Unlike the "Greeks, Armenians and Scots," we, Jewish people, have been pining for our homeland for the last two-thousand years, and while other nations respect their homelands, their expatriates seem to be in no rush to go back to Greece, Armenia and Scotland. Since the founding of the State of Israel in 1948, millions of Jews have immigrated to Israel, and soon the majority of the Jewish people will live, once again, in Israel. The arrival of almost two thousand American Jewish immigrants and hundreds of French ones this summer attests to the fact that the Aliyah revolution continues.

Finally Goell writes, "But let's stop for a moment and try to imagine the implications of squeezing an additional seven to eight million cantankerous, contentious Jews into this tiny country. Life in the buzzing beehive of Israel would be hell," and "[the] last thing in the world we should want is to concentrate all Jews into tiny Israel, cramming everything into one basket."

First of all Israel is not "tiny." New Jersey is about the size of Israel and has 13 million people in it and still has massive tracts of open land. Israel has plenty of room for seven to eight million Jews. From the Galilee, to the Negev, from the Jordan Valley to the mountains of Jerusalem, Israel has tons of space to accommodate all the Jews of the world.

Second, nothing could be happier than "bringing an additional seven to eight million" Jews into Israel.

In our daily prayers we say, "Our Father in Heaven, do kindness with us for the sake of Your great Name that has been proclaimed upon us. Fulfill for us, Hashem our G-d, what is written: 'At that time I will bring you and at that time I will gather you in, for I will set you up for renown and praise among all the peoples of the earth, when I bring back your captivity, before your own eyes,' said Hashem." We also say, "Blessed are you, Hashem, Who gathers in the dispersed of His people of Israel." And we also say, "Blessed are You, Hashem, Who gladdens Zion with her children."

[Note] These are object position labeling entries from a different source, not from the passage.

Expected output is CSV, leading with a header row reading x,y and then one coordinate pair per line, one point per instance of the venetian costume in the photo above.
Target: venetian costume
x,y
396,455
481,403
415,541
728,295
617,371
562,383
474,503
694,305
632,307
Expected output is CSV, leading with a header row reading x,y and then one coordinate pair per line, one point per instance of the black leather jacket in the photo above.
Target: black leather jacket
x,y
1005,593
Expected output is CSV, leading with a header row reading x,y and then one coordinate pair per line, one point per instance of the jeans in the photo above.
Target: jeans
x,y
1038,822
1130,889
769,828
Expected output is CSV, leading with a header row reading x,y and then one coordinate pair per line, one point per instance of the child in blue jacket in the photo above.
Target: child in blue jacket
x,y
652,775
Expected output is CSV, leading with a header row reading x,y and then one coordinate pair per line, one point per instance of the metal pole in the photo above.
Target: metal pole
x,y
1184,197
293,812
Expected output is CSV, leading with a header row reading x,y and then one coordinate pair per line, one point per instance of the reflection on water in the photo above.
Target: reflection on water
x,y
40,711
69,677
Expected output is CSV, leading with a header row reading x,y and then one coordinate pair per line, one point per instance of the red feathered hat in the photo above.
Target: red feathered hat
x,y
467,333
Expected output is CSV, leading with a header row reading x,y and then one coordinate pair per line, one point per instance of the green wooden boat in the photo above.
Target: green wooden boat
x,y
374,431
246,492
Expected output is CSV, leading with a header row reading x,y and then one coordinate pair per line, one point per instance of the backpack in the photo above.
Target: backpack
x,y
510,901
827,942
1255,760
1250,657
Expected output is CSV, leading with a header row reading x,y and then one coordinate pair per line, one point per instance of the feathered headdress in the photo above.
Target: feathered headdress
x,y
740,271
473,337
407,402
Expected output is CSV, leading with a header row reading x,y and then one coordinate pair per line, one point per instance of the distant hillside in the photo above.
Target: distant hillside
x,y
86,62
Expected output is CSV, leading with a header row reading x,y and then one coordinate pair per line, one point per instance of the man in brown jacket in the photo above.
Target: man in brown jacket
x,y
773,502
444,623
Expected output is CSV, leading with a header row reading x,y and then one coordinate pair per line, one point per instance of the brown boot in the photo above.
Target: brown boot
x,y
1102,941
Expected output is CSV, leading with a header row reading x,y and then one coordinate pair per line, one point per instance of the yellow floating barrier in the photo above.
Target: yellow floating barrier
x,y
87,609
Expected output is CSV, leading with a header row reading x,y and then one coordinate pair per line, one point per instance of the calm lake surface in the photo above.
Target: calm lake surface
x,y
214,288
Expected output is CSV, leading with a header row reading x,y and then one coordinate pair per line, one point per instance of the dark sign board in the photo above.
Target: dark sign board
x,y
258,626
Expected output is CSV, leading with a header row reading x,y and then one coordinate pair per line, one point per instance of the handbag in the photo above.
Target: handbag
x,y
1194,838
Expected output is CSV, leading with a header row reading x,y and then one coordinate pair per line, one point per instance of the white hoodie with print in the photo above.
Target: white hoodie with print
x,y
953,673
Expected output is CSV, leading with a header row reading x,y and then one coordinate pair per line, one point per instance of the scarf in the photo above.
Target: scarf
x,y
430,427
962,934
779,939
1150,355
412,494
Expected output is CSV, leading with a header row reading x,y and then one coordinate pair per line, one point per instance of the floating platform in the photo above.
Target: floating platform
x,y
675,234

We have been praying to G-d for two thousand years to reunite us in the Land of Israel. It will not be "hell" to have all the world's Jews in the Land of Israel, and we need not be afraid of having all our eggs in "one basket." G-d has promised to set us up "for renown and praise among all the peoples of the earth" when we are reunited in Israel. Indeed, life here will be like a "beehive" because Israel is the "land of milk and honey", and bees work nicely together to create their home.

When talking about Aliyah, quantity is quality, because every Jew is special and important. The "cream of the crop" of the Jewish people is the Jewish people. Today, we should be advocating Aliyah for all the Jewish people and putting it atop our political agenda. Aliyah is the answer to the Arab demographic onslaught, and it will save Jews in the Galut from assimilation and anti-Semitism. Most of all, our destiny calls for all the Jewish people to return to the Land of Israel, so let us work to make this vision a reality today.